Our road trip was about more than wildlife - I'm interested in human animals too! A couple of years ago we were in the Henry Ford museum in Detroit, Michigan in which the bus that Civil Rights Activist, Rosa Parks refused to give up her seat is exhibited. I knew something of her story, but we decided to make Montgomery, Alabama, where the events took place part of our trip.
It was an interesting journey in itself from Mississippi, through small towns, along highways and state roads rather than on bland interstate highways. Travelling like this we began to get a sense of an America that was unfamiliar from previous trips to cosmopolitan, northern cities or laid back California.
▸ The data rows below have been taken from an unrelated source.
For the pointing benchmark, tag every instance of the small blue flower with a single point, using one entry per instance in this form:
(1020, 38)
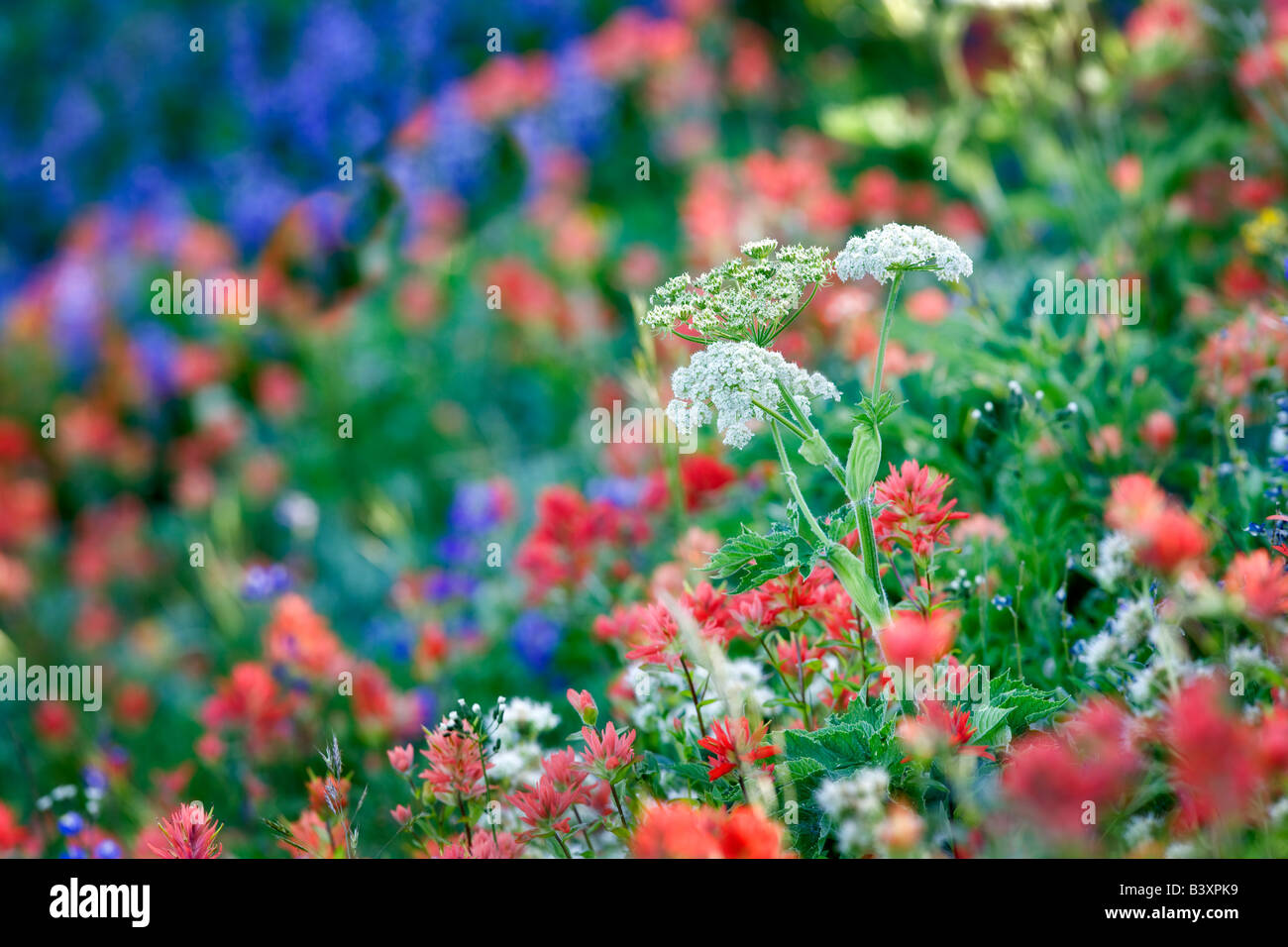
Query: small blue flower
(71, 823)
(94, 779)
(536, 637)
(266, 581)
Here we passed farms, big and small. Enormous agricultural equipment, run-down houses, vast mansions, confederate flags and Trump yard signs combined to remind us how polarisation of economic, social and political perspectives and inequalities dominate the cultural landscape of twenty-first century USA - as well as the UK and much of Europe. Arriving in Montgomery, we found our way to our hotel - a pleasant Marriott constructed out of three historical buildings right in downtown Montgomery.
opened in April 2018. I knew that it was a museum about the legacy of the transatlantic slave trade but I was entirely unprepared for the profoundly moving experience that the museum represents. It takes the whole sweep of the history of the Black experience in the US over the past 400 years and divides it into four eras: enslavement, racial terror, segregation and the era which we're in now - mass incarceration.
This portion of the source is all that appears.